Static embeddings like Word2Vec give the same vector for “bank” in every context. Contextual embeddings (BERT, RoBERTa, GPT) produce a different vector depending on the surrounding words.

from transformers import AutoTokenizer, AutoModel
import torch

tokenizer = AutoTokenizer.from_pretrained("bert-base-uncased")
model = AutoModel.from_pretrained("bert-base-uncased")

def get_contextual_embedding(text, word_index=0):
    inputs = tokenizer(text, return_tensors="pt")
    with torch.no_grad():
        outputs = model(**inputs)

    # Last hidden state: (batch, seq_len, 768)
    embeddings = outputs.last_hidden_state[0]
    return embeddings[word_index + 1]  # +1 for [CLS] token

# "bank" in different contexts → different vectors
text1 = "She deposited money at the bank."
text2 = "They rested on the river bank."

emb1 = get_contextual_embedding(text1, word_index=4)
emb2 = get_contextual_embedding(text2, word_index=5)
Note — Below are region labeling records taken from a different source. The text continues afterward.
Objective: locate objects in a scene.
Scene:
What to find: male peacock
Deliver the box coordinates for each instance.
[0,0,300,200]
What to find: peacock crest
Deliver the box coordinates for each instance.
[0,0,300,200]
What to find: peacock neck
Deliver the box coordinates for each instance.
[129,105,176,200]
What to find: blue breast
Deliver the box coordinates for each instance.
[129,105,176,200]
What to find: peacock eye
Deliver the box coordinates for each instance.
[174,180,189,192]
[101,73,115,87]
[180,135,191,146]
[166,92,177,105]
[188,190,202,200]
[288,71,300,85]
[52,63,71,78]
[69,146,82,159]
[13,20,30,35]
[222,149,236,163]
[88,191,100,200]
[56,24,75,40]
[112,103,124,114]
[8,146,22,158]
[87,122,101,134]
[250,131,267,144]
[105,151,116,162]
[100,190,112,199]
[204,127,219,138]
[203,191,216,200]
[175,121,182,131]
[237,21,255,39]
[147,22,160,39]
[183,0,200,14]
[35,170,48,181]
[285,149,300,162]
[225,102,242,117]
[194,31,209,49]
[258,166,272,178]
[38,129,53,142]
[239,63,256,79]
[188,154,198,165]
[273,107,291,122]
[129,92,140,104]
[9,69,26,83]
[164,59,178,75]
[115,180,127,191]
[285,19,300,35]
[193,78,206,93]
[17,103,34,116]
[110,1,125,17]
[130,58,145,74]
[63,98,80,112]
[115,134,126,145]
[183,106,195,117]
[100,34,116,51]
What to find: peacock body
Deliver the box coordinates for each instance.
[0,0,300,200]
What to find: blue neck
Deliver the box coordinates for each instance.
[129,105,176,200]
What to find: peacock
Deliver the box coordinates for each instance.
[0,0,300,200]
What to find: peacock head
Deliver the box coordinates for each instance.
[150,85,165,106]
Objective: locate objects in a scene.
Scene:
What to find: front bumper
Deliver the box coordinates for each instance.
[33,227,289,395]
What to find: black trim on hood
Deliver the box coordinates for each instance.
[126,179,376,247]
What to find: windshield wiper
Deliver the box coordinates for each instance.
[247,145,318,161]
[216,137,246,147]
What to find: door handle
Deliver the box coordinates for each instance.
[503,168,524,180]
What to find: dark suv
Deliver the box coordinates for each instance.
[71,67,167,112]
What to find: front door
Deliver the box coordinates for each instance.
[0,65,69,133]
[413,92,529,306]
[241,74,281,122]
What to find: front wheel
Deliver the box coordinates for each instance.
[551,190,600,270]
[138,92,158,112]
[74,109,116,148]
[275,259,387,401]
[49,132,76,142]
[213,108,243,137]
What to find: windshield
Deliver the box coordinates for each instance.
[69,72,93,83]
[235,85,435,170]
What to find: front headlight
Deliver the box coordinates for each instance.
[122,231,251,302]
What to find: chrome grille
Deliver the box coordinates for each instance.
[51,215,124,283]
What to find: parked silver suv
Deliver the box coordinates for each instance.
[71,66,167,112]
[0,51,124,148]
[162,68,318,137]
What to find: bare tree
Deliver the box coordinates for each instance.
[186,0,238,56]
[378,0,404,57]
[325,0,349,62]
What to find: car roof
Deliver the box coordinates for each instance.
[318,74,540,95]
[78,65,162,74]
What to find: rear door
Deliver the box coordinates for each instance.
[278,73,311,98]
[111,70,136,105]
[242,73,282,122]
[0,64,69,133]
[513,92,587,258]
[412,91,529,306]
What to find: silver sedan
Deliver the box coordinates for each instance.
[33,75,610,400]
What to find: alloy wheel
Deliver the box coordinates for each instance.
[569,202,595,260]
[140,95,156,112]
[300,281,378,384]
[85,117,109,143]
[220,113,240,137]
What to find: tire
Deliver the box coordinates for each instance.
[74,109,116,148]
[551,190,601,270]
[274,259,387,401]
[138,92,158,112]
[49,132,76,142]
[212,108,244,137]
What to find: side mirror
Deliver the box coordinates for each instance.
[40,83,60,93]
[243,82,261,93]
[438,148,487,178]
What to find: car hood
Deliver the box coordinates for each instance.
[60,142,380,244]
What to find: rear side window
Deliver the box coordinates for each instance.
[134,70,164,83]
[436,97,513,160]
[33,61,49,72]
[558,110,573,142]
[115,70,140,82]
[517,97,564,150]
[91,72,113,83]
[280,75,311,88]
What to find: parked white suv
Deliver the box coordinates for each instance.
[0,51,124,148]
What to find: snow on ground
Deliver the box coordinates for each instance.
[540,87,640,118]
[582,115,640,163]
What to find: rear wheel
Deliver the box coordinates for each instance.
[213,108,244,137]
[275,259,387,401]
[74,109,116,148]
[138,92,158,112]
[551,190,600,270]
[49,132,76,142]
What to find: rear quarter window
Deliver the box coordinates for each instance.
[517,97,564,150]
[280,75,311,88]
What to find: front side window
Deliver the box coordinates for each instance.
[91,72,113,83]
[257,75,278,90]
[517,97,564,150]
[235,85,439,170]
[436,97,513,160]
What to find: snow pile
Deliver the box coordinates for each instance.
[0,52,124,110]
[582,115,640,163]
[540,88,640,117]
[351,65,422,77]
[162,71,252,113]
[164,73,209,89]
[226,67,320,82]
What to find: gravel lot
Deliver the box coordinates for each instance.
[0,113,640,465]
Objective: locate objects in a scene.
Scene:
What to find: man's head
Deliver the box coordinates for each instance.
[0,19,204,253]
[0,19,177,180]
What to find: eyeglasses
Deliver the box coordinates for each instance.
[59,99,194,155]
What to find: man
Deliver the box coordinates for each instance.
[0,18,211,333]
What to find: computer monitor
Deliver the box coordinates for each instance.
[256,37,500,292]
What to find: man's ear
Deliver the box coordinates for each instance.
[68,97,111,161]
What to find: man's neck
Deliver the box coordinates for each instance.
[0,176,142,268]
similarity = torch.nn.functional.cosine_similarity(emb1.unsqueeze(0), emb2.unsqueeze(0))
print(f"Context similarity for 'bank': {similarity.item():.4f}")
# Low score — different contexts produce different vectors

Comparing Embedding Approaches

Model	Context-aware	Dimension	Vocabulary	Best For
Word2Vec	No	100–300	Fixed	Fast similarity, analogies
GloVe	No	50–300	Fixed	Same as Word2Vec
FastText	No	100–300	Subword	Rare words, morphology
BERT	Yes	768	BPE	Disambiguation, fine-tuning
sentence-transformers	Yes	384–1024	BPE	Semantic search, RAG

Practical Applications

Semantic search — find documents similar in meaning, not just matching keywords.

Sentiment analysis — encode reviews as averaged word vectors, then classify.

Document clustering — group articles by topic using embedding similarity.

RAG (Retrieval-Augmented Generation) — store chunk embeddings in a vector database, retrieve by cosine similarity.

Transfer learning — initialize neural network weights with pre-trained embeddings, then fine-tune.

In 2025, sentence-level embeddings from sentence-transformers have largely replaced raw word embeddings for most downstream tasks. But understanding word embeddings is foundational — they introduced the idea that meaning can be captured geometrically.